By Herbert Lash
NEW YORK (Reuters) – The We Company, parent of money-losing shared office provider WeWork, which last year yanked plans to go public after harsh criticism over its business model and erratic management, is dropping the “we” moniker to revert to its better-known name, according to an internal memo seen by Reuters.
Restoration of WeWork as the official name is the most symbolic effort to date by management installed last year by majority owner SoftBank Group Corp to focus on its core office-sharing business.
The “We” brand was introduced in January 2019 by WeWork’s co-founder, Adam Neumann, with the aim of broadening the shared office space business to a lifestyle company.
Neumann faced criticism when the company disclosed he had trademarked the brand and received a $5.9 million payment from WeWork for its use.
Neumann, who was replaced as chief executive and stepped off the WeWork board last year after the company abandoned plans to go public, later said he would return the money.
WeWork, which has been slammed by the coronavirus-induced recession like many other businesses, has said it will become profitable by the end of 2021.
Sandeep Mathrani, the new CEO, said in the memo announcing the name change to employees that the move is another step in returning the company to WeWork’s roots.
“We want to be strategic.
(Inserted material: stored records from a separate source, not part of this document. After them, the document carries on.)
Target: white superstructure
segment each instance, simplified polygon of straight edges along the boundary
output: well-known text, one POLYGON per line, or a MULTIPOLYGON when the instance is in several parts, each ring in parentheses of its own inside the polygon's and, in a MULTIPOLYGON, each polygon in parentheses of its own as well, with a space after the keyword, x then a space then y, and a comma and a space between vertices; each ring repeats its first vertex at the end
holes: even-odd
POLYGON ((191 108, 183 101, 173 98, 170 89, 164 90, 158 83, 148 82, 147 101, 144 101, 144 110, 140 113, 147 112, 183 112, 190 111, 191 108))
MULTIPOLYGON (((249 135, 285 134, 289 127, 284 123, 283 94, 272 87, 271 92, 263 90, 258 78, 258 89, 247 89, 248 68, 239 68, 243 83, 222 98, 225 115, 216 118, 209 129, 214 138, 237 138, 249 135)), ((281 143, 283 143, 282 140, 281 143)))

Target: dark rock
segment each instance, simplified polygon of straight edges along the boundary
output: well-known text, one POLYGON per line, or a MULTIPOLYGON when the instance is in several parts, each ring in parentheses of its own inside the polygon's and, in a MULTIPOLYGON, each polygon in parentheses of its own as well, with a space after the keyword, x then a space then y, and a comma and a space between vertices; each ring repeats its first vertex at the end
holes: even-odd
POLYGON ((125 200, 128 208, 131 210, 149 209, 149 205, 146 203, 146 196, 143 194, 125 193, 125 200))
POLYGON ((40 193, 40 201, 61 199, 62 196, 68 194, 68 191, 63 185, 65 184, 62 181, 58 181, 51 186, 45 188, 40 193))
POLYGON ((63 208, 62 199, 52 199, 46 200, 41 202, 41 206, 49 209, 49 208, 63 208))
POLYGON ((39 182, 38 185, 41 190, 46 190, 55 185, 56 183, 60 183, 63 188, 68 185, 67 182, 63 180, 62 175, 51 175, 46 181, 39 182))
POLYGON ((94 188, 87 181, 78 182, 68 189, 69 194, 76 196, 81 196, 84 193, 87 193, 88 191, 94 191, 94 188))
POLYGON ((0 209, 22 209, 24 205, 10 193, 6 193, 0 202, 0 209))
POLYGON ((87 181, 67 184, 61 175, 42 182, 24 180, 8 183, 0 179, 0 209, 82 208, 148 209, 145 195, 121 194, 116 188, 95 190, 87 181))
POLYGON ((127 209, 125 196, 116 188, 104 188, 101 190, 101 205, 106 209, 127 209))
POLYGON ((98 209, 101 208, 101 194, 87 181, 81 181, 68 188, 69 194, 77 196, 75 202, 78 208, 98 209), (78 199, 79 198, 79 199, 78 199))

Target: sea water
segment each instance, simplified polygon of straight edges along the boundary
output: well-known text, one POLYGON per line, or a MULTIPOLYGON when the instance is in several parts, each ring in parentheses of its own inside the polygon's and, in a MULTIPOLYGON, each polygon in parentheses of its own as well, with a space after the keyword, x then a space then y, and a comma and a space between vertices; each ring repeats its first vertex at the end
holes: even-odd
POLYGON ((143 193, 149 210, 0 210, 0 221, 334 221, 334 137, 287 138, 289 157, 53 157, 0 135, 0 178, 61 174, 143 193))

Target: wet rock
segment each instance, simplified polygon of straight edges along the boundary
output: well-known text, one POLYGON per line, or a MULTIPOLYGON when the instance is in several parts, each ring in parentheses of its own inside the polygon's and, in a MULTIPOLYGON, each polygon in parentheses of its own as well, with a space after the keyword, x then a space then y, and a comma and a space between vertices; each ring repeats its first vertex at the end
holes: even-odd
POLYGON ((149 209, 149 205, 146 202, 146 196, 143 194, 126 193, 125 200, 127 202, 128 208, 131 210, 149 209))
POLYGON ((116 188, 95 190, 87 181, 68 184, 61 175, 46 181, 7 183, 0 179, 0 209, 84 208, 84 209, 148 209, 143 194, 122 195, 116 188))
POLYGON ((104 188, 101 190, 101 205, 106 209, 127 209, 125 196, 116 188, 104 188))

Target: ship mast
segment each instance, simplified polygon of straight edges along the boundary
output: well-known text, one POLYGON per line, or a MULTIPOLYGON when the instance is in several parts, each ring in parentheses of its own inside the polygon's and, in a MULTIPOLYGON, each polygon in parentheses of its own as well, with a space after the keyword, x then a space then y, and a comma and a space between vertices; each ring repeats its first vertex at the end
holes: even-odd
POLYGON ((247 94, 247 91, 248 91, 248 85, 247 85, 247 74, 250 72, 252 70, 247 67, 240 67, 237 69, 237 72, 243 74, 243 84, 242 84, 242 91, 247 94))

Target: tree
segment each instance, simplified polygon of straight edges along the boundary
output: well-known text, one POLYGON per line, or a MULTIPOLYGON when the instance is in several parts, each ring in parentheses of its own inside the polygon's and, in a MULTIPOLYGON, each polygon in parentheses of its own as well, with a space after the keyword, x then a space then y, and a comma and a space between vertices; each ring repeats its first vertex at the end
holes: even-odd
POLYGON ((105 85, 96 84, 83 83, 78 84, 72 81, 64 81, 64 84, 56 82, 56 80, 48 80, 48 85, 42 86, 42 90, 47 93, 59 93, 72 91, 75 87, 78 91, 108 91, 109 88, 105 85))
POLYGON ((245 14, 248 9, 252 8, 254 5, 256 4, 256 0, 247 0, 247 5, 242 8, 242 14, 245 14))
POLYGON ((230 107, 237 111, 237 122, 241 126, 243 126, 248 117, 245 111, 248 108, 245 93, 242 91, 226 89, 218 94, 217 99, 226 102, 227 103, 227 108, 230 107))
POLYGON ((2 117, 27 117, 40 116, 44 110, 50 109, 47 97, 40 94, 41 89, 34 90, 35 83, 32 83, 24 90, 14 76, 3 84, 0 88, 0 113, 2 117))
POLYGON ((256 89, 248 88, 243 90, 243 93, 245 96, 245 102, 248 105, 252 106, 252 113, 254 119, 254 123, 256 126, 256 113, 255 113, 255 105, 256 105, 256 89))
We want to be innovative. We want to be impactful. We want to be WeWork,” Mathrani wrote.
“We are officially restoring our company name from The We Company to WeWork,” the memo said.
WeWork in August said it had slashed its cash burn rate to $482 million in the second quarter, or almost in half from the end of 2019. The company also said it had obtained a $1.1 billion commitment in new financing from SoftBank.
WeWork withdrew its public offering in September 2019 that looked to value the company at $47 billion and make it one of the year’s hottest IPOs.
WeWork soon entered a tailspin as its valuation fell to less than $8 billion. After a management shake-up it remains enmeshed in lawsuits over a $3 billion tender offer to existing shareholders.